Guavira is the name given to this bush from the Campomanesia genus of the Myrtaceae family. There are various species of Campomanesia, like the C. adamantium, which is more commonly found in Mato Grosso do Sul, or C. pubescens and C. Aromatica. The plant can vary in height from 50 centimeters to more than 1,5 meters. All of the species have abundant flowers between September and October, while the fruits grow between November and January. These are globular and juicy, with a green peel even when the fruits are ripe. Only in a few cases can they become yellow when ripe. The pulp is juicy, sweet and slightly sour, while the seeds are white. The guavira fruits have a diameter between 5 and 7 centimeters, and are rich in vitamin C, copper and zinc. When they are dried, the product tastes similar to nutmeg and they are used in popular medicine.
The fruit can also be used as a fermentation base for the production of wines, beers and even hard alcohol, like a kind of Cachaca, for example. They can also be consumed as juices, candy, ice creams or gelatins.
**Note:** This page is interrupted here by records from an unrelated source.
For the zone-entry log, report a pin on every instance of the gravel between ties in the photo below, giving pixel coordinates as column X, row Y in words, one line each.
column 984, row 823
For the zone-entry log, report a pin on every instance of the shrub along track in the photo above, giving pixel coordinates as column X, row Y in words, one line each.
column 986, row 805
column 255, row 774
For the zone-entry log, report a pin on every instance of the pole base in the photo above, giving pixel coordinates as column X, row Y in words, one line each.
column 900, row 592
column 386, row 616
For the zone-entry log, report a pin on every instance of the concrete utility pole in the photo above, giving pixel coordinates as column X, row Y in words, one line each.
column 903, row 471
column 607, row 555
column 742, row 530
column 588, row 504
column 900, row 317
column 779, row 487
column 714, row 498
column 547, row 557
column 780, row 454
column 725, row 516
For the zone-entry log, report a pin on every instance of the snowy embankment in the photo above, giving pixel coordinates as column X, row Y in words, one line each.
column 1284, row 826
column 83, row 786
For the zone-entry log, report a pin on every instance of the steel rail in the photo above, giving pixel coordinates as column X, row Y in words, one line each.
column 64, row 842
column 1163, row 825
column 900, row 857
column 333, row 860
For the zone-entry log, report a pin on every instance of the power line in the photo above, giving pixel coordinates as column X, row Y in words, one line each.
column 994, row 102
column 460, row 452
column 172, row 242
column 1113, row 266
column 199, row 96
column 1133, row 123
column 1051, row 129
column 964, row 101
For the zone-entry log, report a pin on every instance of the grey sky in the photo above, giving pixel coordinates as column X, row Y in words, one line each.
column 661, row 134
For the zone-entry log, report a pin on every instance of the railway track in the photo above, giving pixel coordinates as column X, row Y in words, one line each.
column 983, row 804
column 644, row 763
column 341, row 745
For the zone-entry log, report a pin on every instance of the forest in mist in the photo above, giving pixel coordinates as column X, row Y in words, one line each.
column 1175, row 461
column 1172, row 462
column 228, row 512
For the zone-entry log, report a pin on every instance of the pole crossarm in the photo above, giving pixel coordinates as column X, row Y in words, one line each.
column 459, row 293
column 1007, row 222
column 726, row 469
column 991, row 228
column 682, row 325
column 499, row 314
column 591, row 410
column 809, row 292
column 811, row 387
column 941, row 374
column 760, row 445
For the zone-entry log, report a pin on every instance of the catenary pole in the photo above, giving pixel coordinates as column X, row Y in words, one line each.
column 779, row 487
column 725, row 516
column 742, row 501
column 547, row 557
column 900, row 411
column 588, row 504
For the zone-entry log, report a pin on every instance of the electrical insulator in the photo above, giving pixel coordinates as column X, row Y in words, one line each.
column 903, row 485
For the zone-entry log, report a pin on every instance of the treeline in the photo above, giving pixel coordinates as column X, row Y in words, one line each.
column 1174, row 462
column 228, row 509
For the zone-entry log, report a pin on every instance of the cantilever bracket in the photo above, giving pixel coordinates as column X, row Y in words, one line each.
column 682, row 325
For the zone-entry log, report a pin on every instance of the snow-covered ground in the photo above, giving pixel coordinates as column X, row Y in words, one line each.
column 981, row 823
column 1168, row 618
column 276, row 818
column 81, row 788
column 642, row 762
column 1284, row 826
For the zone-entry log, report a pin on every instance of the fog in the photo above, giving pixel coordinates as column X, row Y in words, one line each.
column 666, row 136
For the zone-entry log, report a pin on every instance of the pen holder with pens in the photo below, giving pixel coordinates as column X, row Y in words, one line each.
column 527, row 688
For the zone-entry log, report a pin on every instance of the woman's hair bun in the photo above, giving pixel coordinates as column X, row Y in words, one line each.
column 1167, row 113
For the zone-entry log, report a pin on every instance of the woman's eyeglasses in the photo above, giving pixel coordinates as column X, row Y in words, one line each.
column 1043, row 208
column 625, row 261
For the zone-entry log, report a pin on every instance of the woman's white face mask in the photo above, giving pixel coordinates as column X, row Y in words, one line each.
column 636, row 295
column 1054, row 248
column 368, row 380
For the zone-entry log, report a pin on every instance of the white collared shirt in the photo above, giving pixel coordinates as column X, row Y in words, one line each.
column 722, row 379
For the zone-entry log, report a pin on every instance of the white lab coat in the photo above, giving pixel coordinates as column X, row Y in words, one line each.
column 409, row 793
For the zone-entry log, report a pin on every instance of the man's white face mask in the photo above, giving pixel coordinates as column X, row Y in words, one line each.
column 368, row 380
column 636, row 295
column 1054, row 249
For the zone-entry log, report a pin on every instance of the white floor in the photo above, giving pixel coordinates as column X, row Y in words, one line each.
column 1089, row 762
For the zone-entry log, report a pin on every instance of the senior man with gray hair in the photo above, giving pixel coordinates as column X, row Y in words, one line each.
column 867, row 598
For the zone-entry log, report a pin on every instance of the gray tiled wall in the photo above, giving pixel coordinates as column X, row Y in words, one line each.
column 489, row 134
The extraction of the pulp must also be done manually, since when it comes in contact with metal the fruit oxidizes easily.
Eating guavira comes from the Indios Terena, a rather populous ethnicity in Mato Grosso do Sul State. The fruit is harvested by women and are sold in Campo Grande and in Bonito, a nearby city.
But the tradition of going to collect the fruit in November is also widespread among farmers and there are a series of associations of harvesters.
Each year in Bonito there is also a festival for Guavira.
Unfortunately the cultivation of guavira is in net reduction due to deforestation in the areas around the forests, which is the ideal place for this bush to grow. The spread of land cultivated with soy and areas for cattle grazing are also taking away space from the areas dedicated to guavira, which remain solely in rocky areas with agricultural equipment can’t pass.